Last hurrah for Porsche WEC

  The upcoming WEC finale at the Bahrain Inernational Circuit will be the final outing for Champions Porsche WEC squad and its unbeatable 919 Hybrid.

WHen it debut in 2014, the Porsche 919 Hybrid captured four pole positions and the first race win. From 2015 to date, the accolades keep rolling with three consecutive Le Mans outright victories plus three successive manufacturers’ WEC championship titles while Porsche 919 Hybrid drivers have won the drivers’ title on three occasions.

Current WEC Champion Earl Bammer (car no.2) commented about the 919 Hybrid, “Two Le Mans wins and now the championship – there is a lot I can thank Porsche for. It was very special for me to join the Porsche LMP1 program back in 2015. It was one of my first ever tasks as a Porsche works driver when Fritz and Andreas and everyone in the team believed in taking a Carrera Cup driver to Le Mans. That was amazing.
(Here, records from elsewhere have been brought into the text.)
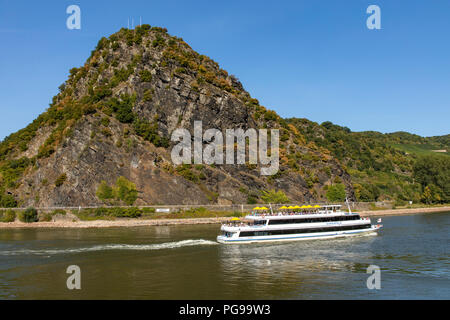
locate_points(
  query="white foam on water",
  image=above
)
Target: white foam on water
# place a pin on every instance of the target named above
(143, 247)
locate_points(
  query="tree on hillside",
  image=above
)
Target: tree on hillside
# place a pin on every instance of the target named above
(336, 193)
(273, 196)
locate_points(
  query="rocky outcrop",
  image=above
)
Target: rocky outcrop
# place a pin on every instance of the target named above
(87, 137)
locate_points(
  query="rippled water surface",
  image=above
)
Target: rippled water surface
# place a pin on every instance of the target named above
(185, 262)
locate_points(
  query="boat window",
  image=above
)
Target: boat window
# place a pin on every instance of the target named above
(305, 230)
(260, 222)
(312, 220)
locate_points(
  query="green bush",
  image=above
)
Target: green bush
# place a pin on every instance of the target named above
(146, 76)
(8, 216)
(123, 191)
(61, 179)
(29, 215)
(7, 201)
(336, 193)
(273, 196)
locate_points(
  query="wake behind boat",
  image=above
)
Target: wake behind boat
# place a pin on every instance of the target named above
(298, 223)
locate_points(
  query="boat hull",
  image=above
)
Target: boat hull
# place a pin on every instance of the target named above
(298, 237)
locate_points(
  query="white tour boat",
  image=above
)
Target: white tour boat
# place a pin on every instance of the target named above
(300, 223)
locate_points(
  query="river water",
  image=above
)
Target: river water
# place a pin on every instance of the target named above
(185, 262)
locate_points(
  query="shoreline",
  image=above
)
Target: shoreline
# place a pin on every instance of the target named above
(128, 223)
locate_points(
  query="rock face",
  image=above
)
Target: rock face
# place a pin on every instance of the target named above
(115, 115)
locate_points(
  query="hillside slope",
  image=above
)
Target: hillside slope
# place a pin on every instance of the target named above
(114, 117)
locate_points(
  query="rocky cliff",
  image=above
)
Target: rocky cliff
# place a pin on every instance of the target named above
(114, 117)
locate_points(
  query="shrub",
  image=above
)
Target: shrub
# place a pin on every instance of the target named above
(273, 196)
(146, 76)
(8, 216)
(7, 201)
(61, 179)
(124, 190)
(29, 215)
(336, 193)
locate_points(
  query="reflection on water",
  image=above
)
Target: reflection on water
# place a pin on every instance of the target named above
(185, 262)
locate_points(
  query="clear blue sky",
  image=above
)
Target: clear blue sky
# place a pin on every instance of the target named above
(311, 59)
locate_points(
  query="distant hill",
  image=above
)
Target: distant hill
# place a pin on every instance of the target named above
(106, 138)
I was back in the GT programme in 2016 and then becoming one of the main LMP drivers has been a fantastic year in which I was learning a lot. Stopping now feels difficult because I feel every race weekend we are getting better and better and there is still a lot more performance and a lot more than we can show. The race weekend in Bahrain will be challenging and we will give it our best. It will be very, very special to see two cars in the museum forever having my name on the side. The Porsche 919 Hybrid will always bring back special memories.”
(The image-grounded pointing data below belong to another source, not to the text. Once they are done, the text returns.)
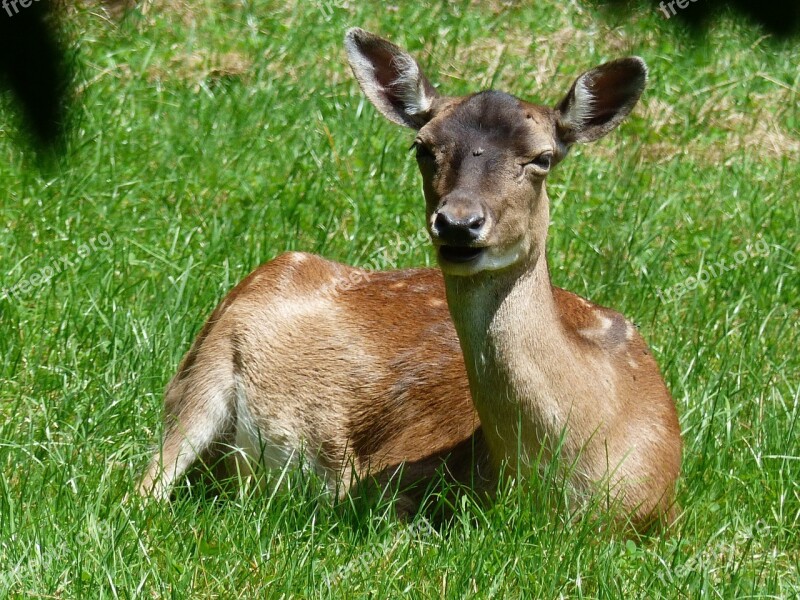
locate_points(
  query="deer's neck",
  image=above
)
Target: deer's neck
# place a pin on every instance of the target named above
(525, 373)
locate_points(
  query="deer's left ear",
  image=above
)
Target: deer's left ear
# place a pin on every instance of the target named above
(390, 78)
(600, 99)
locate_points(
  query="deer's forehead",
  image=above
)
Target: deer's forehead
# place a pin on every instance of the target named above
(494, 118)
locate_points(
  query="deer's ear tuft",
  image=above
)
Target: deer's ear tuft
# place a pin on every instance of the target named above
(390, 78)
(600, 99)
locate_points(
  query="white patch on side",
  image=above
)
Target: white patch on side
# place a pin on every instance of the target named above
(599, 331)
(272, 449)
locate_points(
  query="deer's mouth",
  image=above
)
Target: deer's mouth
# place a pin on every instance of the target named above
(460, 254)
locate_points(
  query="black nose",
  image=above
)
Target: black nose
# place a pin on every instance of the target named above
(458, 231)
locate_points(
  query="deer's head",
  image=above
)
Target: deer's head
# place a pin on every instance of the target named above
(484, 157)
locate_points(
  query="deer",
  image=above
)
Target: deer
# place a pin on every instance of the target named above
(482, 369)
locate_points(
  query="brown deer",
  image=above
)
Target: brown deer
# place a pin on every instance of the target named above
(370, 377)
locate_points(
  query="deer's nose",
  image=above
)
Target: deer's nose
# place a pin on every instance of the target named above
(458, 229)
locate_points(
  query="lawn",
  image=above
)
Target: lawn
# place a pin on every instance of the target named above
(208, 137)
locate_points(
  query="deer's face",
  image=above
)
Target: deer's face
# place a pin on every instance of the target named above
(484, 160)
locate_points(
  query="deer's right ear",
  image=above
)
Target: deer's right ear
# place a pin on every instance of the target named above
(390, 78)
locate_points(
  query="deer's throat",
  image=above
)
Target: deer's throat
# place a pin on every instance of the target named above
(518, 359)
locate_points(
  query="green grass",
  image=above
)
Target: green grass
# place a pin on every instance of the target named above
(211, 136)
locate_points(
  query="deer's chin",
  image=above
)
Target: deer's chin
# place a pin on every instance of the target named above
(469, 261)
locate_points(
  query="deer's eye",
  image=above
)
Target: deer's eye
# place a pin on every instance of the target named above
(424, 153)
(543, 162)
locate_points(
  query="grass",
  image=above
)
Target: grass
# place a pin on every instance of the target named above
(211, 136)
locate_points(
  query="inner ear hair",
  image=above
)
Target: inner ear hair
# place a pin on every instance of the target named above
(600, 99)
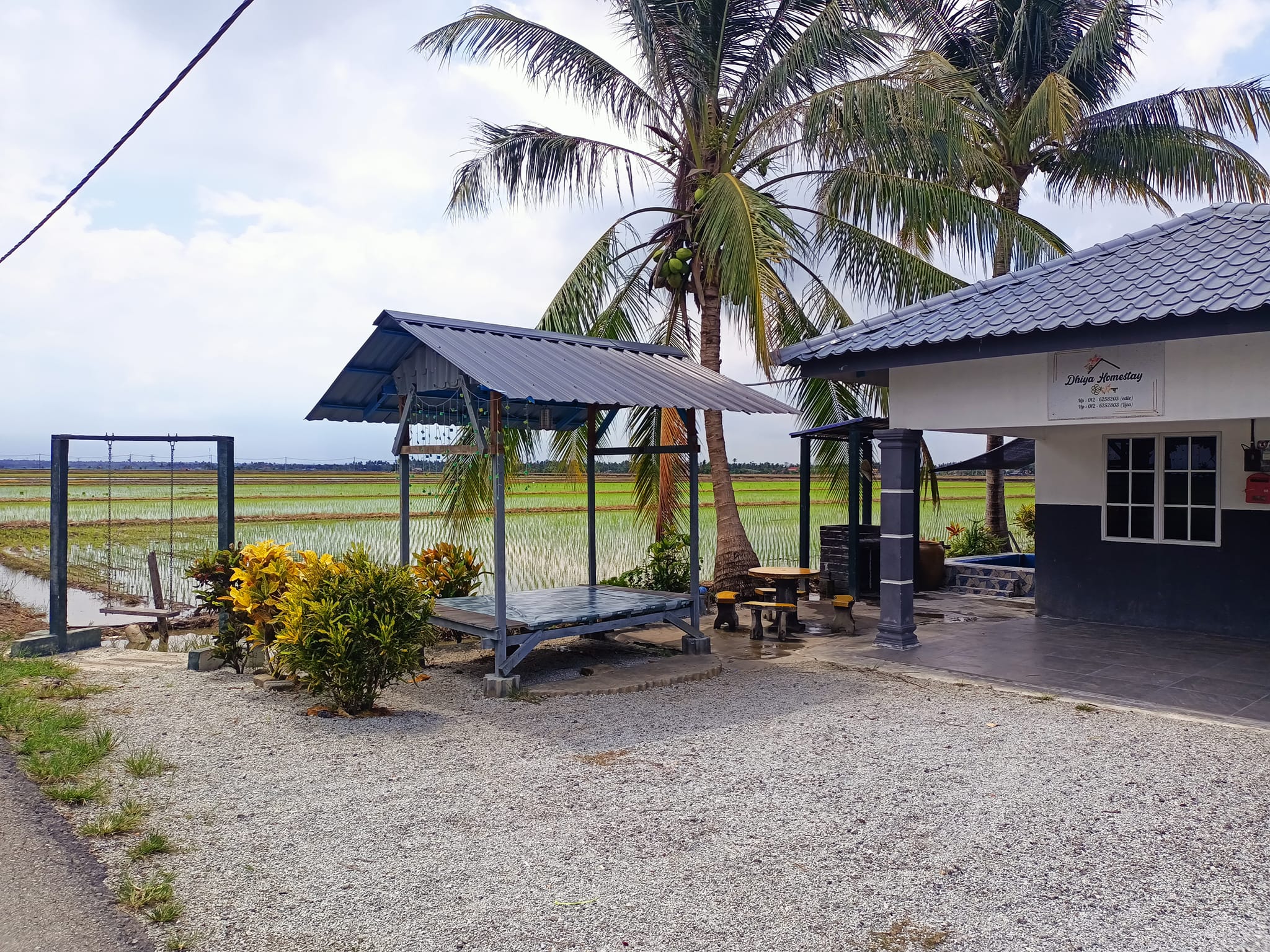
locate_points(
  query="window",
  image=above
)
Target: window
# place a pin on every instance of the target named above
(1161, 489)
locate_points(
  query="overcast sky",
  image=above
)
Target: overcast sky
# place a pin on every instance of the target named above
(224, 267)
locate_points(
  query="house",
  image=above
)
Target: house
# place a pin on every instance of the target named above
(1141, 368)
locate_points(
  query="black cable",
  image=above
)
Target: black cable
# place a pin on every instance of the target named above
(136, 126)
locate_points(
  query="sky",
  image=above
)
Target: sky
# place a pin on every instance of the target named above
(223, 268)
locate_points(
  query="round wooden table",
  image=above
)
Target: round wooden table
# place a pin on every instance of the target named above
(785, 580)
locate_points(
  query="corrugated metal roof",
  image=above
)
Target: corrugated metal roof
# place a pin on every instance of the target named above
(1212, 260)
(533, 366)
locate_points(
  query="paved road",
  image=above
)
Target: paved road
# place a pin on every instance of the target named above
(52, 897)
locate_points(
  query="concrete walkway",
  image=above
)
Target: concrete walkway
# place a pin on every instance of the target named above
(54, 897)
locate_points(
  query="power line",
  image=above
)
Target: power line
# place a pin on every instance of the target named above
(136, 126)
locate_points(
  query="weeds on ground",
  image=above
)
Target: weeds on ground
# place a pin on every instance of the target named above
(127, 816)
(151, 844)
(166, 913)
(78, 794)
(179, 941)
(146, 762)
(906, 935)
(140, 894)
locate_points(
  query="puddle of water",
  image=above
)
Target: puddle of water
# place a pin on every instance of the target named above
(83, 609)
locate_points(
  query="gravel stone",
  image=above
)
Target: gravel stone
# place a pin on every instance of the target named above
(783, 805)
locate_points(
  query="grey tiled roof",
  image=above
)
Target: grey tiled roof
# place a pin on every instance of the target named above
(1215, 259)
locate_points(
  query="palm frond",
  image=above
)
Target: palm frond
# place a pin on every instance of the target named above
(534, 165)
(550, 61)
(1146, 163)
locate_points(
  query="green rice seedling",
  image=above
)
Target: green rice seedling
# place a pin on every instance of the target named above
(151, 844)
(139, 894)
(126, 818)
(146, 762)
(78, 794)
(166, 913)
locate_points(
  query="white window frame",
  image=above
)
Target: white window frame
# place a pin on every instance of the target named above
(1158, 539)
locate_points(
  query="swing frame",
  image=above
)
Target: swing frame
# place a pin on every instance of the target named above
(59, 511)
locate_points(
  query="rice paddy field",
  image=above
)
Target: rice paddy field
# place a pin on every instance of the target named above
(328, 512)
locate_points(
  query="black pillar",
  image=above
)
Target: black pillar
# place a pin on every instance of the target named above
(59, 546)
(900, 474)
(804, 503)
(225, 491)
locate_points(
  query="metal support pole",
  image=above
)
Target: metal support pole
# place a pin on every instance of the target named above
(694, 519)
(404, 508)
(866, 484)
(804, 505)
(854, 513)
(225, 493)
(59, 546)
(592, 575)
(495, 448)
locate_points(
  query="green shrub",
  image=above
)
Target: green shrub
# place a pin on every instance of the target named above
(214, 586)
(668, 568)
(973, 540)
(447, 570)
(351, 627)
“The entire team will experience a very emotional weekend in Bahrain. I had similar feelings with Audi last year. But I think this time it will be different for the entire paddock because an era of great competition between extremely cool hybrid sports cars is ending. I will try to enjoy every second and take all the memories with me. I want to contribute with a strong performance for a nice farewell. The Bahrain track layout is not one of my favourites, but I still like driving there. The weather usually is nice in the desert. It is a challenging race for the tyres but I think the 919 is a fast, solid car and we have the potential to win there,” said Andre Lotterer, car no.1 driver.

The Porsche 919 Hybrid develops a system power of around 900 HP (662 kW) that comes from a compact two-liter turbo charged V4-cylinder (nearly 500 HP/368 kW) engine and two different energy recovery systems, brake energy from the front axle combined with exhaust energy. The combustion engine drives the rear axle while the electro motor boosts the front axle with an output of more than 400 HP (294 kW). This way the 919 accelerates with four-wheel drive and at the same time recuperates energy again from the exhaust system that otherwise would pass unused in to the atmosphere. The electrical energy that comes from the front brakes and the exhaust system is temporarily stored in a liquid-cooled lithium ion battery.

In its final six-hour race, the Porsche 919 Hybrid will once again drive from daylight into the night on 18 November in Bahrain. The race will start at in the afternoon. Unlike at Le Mans, the drivers do not race only in the tunnel view of the car’s headlights. 5,000 floodlights illuminate the Formula One circuit until the chequered flag.